Re^2: Dirtiest Data

by xdg (Monsignor)
in reply to Re: Dirtiest Data
in thread Dirtiest Data

The one tool I tend to use most often, as a first resort in the widest range of tasks, simply prints out a byte-value histogram, either as a 256-line list or as a nice 8-column x 32-row table, with an optional summary that counts up character categories like "printable ascii", "non-printable ascii", "8-bit", "iso-printable 8-bit", "digits", "whitespace", etc.

Wow. Too bad I can only ++ once.

Any chance there's a CPAN module to do that? If not, you should definitely write it! Moreover, this sounds like a great talk to give at seminar or conference. Or a great article for or The Perl Review.


Re^3: Dirtiest Data
by graff (Chancellor) on Jun 23, 2006 at 20:51 UTC
    Any chance there's a CPAN module to do that? If not, you should definitely write it!

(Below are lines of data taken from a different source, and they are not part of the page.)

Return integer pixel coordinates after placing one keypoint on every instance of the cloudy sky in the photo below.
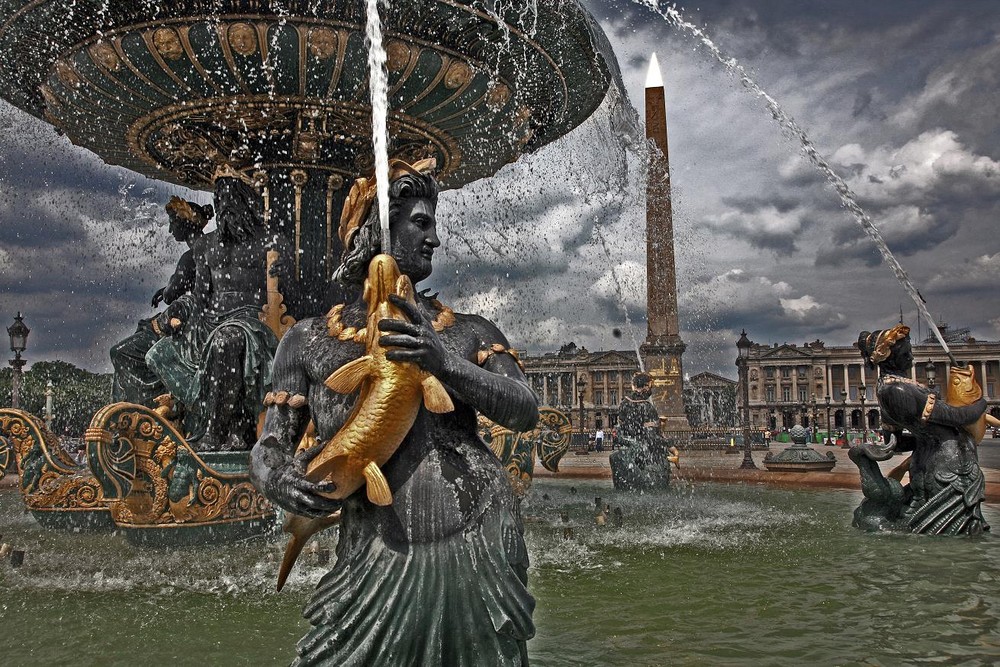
(900, 96)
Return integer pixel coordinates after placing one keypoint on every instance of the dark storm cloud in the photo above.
(876, 75)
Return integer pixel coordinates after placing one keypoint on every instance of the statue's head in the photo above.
(888, 348)
(413, 195)
(239, 207)
(187, 219)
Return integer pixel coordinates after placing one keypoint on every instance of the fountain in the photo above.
(272, 96)
(642, 590)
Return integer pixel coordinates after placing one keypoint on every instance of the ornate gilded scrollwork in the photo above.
(154, 479)
(549, 441)
(6, 456)
(50, 481)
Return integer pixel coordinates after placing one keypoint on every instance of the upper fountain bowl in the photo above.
(171, 89)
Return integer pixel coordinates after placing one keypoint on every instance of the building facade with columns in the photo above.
(575, 377)
(810, 384)
(710, 401)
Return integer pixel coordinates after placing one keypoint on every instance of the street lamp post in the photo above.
(862, 392)
(49, 413)
(18, 333)
(829, 441)
(843, 400)
(743, 346)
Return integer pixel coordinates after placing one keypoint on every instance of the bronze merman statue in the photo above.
(946, 484)
(215, 355)
(641, 463)
(134, 382)
(439, 575)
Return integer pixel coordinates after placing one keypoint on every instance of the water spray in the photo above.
(847, 196)
(378, 85)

    um... well, <confession> the tool I referred to there is one that I actually wrote in C (so long ago, it was before I learned Perl) </confession>. "It ain't broke", so I've had no need to rewrite it. I sincerely apologize if it was inappropriate to discuss it here.

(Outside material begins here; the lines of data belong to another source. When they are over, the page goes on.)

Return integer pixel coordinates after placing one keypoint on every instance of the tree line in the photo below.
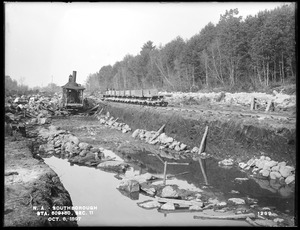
(249, 53)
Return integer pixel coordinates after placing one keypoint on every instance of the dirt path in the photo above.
(30, 186)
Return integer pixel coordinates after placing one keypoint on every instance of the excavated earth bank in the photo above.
(233, 134)
(31, 188)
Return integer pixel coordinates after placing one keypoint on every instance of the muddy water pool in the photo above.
(94, 187)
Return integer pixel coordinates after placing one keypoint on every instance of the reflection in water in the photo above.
(90, 186)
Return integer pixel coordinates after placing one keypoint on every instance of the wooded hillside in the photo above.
(245, 54)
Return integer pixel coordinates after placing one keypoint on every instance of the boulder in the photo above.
(236, 201)
(136, 133)
(195, 208)
(221, 204)
(113, 166)
(264, 172)
(242, 165)
(177, 148)
(260, 163)
(290, 179)
(195, 150)
(129, 185)
(251, 162)
(84, 146)
(168, 206)
(274, 175)
(149, 204)
(266, 223)
(270, 164)
(285, 191)
(169, 192)
(275, 168)
(74, 139)
(286, 171)
(148, 189)
(163, 138)
(226, 162)
(282, 164)
(83, 153)
(183, 146)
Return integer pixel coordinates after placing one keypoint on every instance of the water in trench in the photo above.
(222, 180)
(94, 187)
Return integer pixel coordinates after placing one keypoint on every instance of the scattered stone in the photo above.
(84, 146)
(236, 201)
(241, 179)
(278, 220)
(242, 165)
(251, 162)
(183, 146)
(169, 192)
(168, 206)
(226, 162)
(129, 185)
(275, 175)
(148, 189)
(164, 139)
(195, 208)
(83, 153)
(286, 171)
(221, 204)
(113, 165)
(290, 179)
(264, 172)
(266, 223)
(150, 204)
(275, 168)
(195, 150)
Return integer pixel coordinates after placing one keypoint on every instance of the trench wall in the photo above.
(228, 137)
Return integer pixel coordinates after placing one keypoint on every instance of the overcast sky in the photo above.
(45, 41)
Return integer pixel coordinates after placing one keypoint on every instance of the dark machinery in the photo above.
(72, 94)
(140, 96)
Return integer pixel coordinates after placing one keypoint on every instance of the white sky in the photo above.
(45, 40)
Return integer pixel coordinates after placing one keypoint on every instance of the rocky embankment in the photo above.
(31, 188)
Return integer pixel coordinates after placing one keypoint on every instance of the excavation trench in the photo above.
(98, 188)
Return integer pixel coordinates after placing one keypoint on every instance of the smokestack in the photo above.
(74, 76)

    Obviously a good Perl version to do the same thing would be a lot fewer lines of code than my C version, and most likely would not be significantly slower. But for the time being, I'm sorry that I must "leave it as an exercise for the reader..."

    (Update: I'm happy to share the C code with anyone who might want to try it out -- you can download it here: -- again, please forgive me for straying off-topic to non-Perl tools, and accept it in the spirit of PerlMonks, as an opportunity to adapt and enhance it in Perl.)